All statutory references are to Utah Code Ann., 1953, as amended, unless otherwise stated.

Chapter 41, Title 31, passed by the Utah Legislature in 1973, is known as the “Utah Automobile No-Fault Insurance Act.” It provides on a no-fault basis for payment through insurance or other security of certain benefits to all persons suffering personal injury arising out of automobile accidents “preserving, however, the right of an injured person to pursue the customary tort claims where the most serious types of injury occur.” Sec. 31 — 41-2.

This latter statute makes no exception for guests.

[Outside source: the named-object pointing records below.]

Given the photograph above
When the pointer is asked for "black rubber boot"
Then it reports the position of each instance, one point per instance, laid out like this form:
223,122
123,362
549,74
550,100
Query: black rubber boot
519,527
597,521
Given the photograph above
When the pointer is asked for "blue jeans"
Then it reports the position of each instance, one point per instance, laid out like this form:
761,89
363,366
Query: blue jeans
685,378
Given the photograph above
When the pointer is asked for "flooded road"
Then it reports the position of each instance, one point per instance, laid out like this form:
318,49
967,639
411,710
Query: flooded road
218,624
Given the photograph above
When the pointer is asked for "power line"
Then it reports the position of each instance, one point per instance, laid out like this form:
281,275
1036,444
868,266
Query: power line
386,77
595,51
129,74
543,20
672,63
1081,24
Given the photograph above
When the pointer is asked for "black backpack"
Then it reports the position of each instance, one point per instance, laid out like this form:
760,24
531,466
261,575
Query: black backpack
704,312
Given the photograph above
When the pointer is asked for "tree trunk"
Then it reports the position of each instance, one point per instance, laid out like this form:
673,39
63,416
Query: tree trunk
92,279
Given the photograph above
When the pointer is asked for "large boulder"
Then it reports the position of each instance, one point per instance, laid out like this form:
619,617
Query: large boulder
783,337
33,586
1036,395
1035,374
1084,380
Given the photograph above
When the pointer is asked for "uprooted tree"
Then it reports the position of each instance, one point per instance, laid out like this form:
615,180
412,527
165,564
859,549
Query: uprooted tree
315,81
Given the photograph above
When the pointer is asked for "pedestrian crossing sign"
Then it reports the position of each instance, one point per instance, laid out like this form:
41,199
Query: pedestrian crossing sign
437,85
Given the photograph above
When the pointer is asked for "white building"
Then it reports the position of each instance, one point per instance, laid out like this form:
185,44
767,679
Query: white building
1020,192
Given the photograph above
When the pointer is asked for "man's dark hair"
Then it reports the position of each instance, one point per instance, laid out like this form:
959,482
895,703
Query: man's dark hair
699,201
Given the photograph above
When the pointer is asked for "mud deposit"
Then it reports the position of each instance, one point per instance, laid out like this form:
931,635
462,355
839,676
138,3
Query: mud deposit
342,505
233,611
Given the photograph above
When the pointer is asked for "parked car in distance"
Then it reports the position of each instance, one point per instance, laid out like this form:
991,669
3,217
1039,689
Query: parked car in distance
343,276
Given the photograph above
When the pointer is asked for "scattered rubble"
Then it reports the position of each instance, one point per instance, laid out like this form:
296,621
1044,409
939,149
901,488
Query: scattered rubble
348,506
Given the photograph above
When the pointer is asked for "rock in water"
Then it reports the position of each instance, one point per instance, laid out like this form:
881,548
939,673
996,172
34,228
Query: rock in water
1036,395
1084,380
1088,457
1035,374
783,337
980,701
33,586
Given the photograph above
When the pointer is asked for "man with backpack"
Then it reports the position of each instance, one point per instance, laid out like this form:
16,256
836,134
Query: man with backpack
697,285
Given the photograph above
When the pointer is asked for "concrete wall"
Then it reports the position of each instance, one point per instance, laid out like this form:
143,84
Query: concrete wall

On the contrary, it includes them. Therefore, Utah’s Guest Statute, Sec. 41-9-1 is, I believe, impliedly repealed by the no-fault legislation.

But, even, arguendo, if implied repeal of the guest statute has not occurred by enactment of Chapter 41, Title 31, a residuum of constitutionally impermissible discrimination remains against those automobile guests who receive “the most serious types of injury.”1 I believe this unreasonable classification within a class, i. e. the class of guests, is repugnant to Art. I, Sec. 2, Constitution of Utah. Also, it appears to me that singular irony obtains when a legal system permits less injured guests to recover though there is no negligence while the seriously injured guest cannot recover when there is negligence.

. See Justice Batjer’s concurring opinion in Laakonen v. Eighth Judicial District Court, Nev., 538 P.2d 574, 579-80 (1975) and cases cited therein.